The North Pacific Fishery Management Council adopted the policy on an 8-3 vote last week, KTUU reported. It’s due to take effect in 2023.
The trawl fleet targets groundfish such as sole and yellowfin sole. The Groundfish Forum, which represents 19 Seattle-based ships that make up the fleet, said its vessels are the largest producers of flatfish and rockfish in the U.S.
The boats also unintentionally catch an average of 2.8 million pounds of halibut per year. Federal law prohibits the fleet from keeping halibut and the fishermen put them back in the ocean but many halibut die in the process.
Currently, there is a static cap on the fleet’s halibut bycatch, which means the fishermen must stop fishing if the number is hit.
But advocates of tighter limits have argued the cap was too permissive and pushed for it to be lowered.
Under new rules the council adopted on Dec. 13, the cap will remain the same when halibut stocks are high. But when stocks drop, the bycatch limits will shrink as much as 35%.
The state of Alaska proposed the new abundance-based rules.

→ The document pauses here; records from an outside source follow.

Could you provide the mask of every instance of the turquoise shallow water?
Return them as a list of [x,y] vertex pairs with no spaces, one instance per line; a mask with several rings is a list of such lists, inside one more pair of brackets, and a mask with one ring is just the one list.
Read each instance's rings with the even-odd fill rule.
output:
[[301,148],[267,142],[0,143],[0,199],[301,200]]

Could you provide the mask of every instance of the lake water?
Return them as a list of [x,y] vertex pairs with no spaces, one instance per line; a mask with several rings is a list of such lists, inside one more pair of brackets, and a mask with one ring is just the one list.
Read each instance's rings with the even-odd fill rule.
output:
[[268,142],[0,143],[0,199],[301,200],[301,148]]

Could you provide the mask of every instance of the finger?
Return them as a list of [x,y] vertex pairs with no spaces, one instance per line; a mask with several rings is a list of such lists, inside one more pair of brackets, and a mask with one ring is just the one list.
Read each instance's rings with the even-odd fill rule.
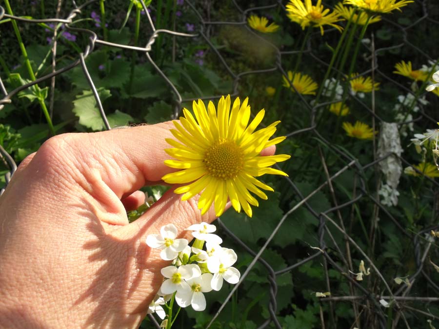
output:
[[27,167],[27,165],[30,163],[32,159],[34,158],[34,156],[35,156],[35,154],[36,154],[36,152],[31,153],[23,159],[23,160],[20,163],[20,164],[17,167],[17,170],[15,171],[15,173],[17,174],[17,173],[19,173],[26,167]]
[[122,198],[120,201],[127,211],[135,210],[145,203],[145,194],[141,191],[137,191]]

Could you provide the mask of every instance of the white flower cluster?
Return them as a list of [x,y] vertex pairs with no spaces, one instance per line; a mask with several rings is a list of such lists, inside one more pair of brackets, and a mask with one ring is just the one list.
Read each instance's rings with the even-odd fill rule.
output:
[[[392,207],[398,203],[398,191],[399,177],[402,173],[402,165],[399,157],[402,153],[398,126],[395,122],[382,122],[378,140],[378,156],[385,156],[379,163],[381,171],[386,178],[386,183],[381,185],[378,194],[381,203]],[[389,153],[393,154],[388,155]]]
[[171,298],[175,297],[180,307],[191,305],[195,310],[202,311],[206,308],[203,293],[219,290],[224,280],[237,283],[240,277],[232,266],[238,259],[236,253],[221,247],[222,239],[213,233],[216,231],[214,225],[201,223],[186,230],[193,231],[196,238],[192,247],[186,239],[176,238],[177,229],[172,224],[162,227],[160,234],[146,238],[147,245],[161,250],[162,259],[172,261],[172,265],[161,269],[165,280],[149,307],[149,313],[155,312],[162,319],[165,312],[161,305]]
[[[398,97],[399,103],[395,104],[393,108],[394,111],[398,112],[395,116],[395,119],[399,123],[409,122],[402,125],[400,129],[400,133],[401,135],[406,137],[408,135],[407,130],[413,131],[413,122],[410,122],[413,120],[413,116],[410,112],[417,113],[419,111],[419,108],[417,104],[418,102],[423,105],[428,104],[425,97],[418,98],[417,99],[415,96],[408,93],[406,95],[399,95]],[[407,111],[407,109],[409,111]]]
[[380,202],[384,206],[392,207],[398,204],[398,196],[399,195],[399,193],[398,190],[394,189],[390,185],[383,184],[378,191],[378,194],[381,196],[379,199]]
[[423,134],[415,134],[414,138],[410,141],[416,148],[418,153],[423,153],[423,155],[427,153],[427,148],[436,149],[436,143],[439,141],[439,129],[427,129]]
[[343,97],[343,87],[340,81],[334,77],[326,79],[324,82],[324,86],[322,93],[324,96],[331,97],[333,95],[334,99],[341,100]]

“This is a really big step in the management of halibut bycatch,” said Heather McCarty of the Central Bering Sea Fishermen’s Association. “It will be instrumental, we hope, in creating more equity between the bycatch users of halibut and the commercial and sport users of halibut.”
The trawl fleet has reduced its halibut bycatch by half since 2007 by modifying its gear and having deck crews sort captured halibut.
Chris Woodley, executive director of Groundfish Forum, said the new rules would put jobs at risk and could cost the industry tens of millions of dollars each year.
“We directly employ 2,200 crewmembers annually and from these fisheries our crewmembers produce over 600 million meals annually for consumers across the globe,” he said in testimony to the council.
He said his organization was exploring “all options.”
The Aleutian Pribilof Islands Association, an Alaska Native tribal organization, had called for the strictest bycatch limits.
“It is our responsibility to our creator to respectfully use the resources we were given, as we were given halibut,” Karen Pletnikoff, the association’s environmental and safety program manager, told the council.